Recommendations of improvement from the research are useful for all algorithm developers not only for the Covid-19

The researchers gave detailed recommendations in five domains: (1) considerations when collating COVID-19 imaging datasets that are to be made public; (2) methodological considerations for algorithm developers; (3) specific issues about reproducibility of the results in the literature; (4) considerations for authors to ensure sufficient documentation of methodologies in manuscripts; and (5) considerations for reviewers performing peer review of manuscripts.

In fact, these are valuable recommendations suitable for all algorithm developers and for all applications of algorithms.
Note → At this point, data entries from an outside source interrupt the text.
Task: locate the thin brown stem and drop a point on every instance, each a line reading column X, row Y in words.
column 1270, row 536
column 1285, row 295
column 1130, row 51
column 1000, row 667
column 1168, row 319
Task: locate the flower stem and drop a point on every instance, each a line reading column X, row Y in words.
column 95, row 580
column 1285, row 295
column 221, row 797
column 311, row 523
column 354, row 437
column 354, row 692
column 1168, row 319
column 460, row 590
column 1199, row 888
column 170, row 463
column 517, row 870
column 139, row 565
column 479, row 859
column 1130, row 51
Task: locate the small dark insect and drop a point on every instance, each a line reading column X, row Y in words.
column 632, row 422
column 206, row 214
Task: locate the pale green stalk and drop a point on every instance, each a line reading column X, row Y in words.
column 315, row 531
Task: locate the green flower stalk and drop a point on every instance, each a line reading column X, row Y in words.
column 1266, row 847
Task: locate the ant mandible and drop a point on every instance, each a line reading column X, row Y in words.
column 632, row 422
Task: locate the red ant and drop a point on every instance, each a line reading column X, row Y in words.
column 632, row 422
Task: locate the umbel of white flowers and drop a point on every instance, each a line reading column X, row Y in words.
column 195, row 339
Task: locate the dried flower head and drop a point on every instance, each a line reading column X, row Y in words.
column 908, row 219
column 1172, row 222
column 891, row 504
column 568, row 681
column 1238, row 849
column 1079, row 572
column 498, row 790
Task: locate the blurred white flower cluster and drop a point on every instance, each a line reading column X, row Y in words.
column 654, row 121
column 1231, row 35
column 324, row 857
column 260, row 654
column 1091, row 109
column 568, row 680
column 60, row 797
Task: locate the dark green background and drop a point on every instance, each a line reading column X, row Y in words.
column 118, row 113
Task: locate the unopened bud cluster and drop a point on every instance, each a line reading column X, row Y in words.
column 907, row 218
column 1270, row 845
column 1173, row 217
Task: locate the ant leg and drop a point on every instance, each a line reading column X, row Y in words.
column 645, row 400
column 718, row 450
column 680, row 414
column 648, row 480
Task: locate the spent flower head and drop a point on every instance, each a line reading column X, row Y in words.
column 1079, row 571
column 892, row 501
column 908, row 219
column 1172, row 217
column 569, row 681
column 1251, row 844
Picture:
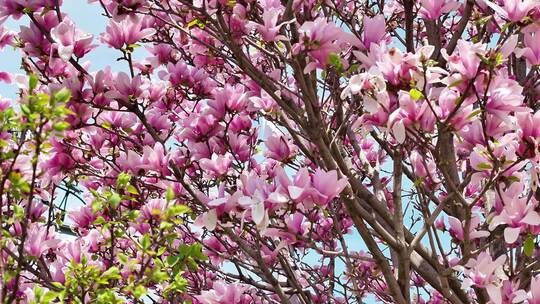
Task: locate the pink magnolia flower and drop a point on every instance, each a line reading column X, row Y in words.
column 518, row 212
column 40, row 240
column 218, row 165
column 374, row 30
column 279, row 147
column 321, row 38
column 327, row 185
column 224, row 293
column 456, row 228
column 6, row 37
column 505, row 96
column 82, row 217
column 270, row 29
column 465, row 60
column 433, row 9
column 126, row 32
column 486, row 273
column 70, row 40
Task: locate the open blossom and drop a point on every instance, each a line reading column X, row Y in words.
column 467, row 61
column 222, row 293
column 40, row 239
column 456, row 228
column 484, row 272
column 320, row 39
column 71, row 41
column 270, row 29
column 126, row 32
column 217, row 165
column 280, row 147
column 433, row 9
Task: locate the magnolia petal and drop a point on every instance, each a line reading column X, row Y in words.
column 246, row 201
column 210, row 220
column 532, row 218
column 511, row 234
column 295, row 192
column 398, row 129
column 65, row 52
column 257, row 213
column 494, row 293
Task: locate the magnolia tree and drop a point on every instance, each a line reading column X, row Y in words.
column 271, row 151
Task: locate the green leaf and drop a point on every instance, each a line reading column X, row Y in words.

At TECHENGINES.AI, we helped our clients in the insurance industry to review and successfully identify the algorithms that were focused only on achieving certain loss indicators without realizing that such algorithms could potentially cause serious errors such as under-reserving, etc.

A series of principles that TECHENGINES.AI follows in its practice are as below:

  • The involvement of specialists and business knowledge is fundamental.
  • Datasets should be representative for the objective of the models.
  • Performance metrices can be deceiving without understanding the details of the algorithms.
  • External validations are introduced to improve the robustness of the models.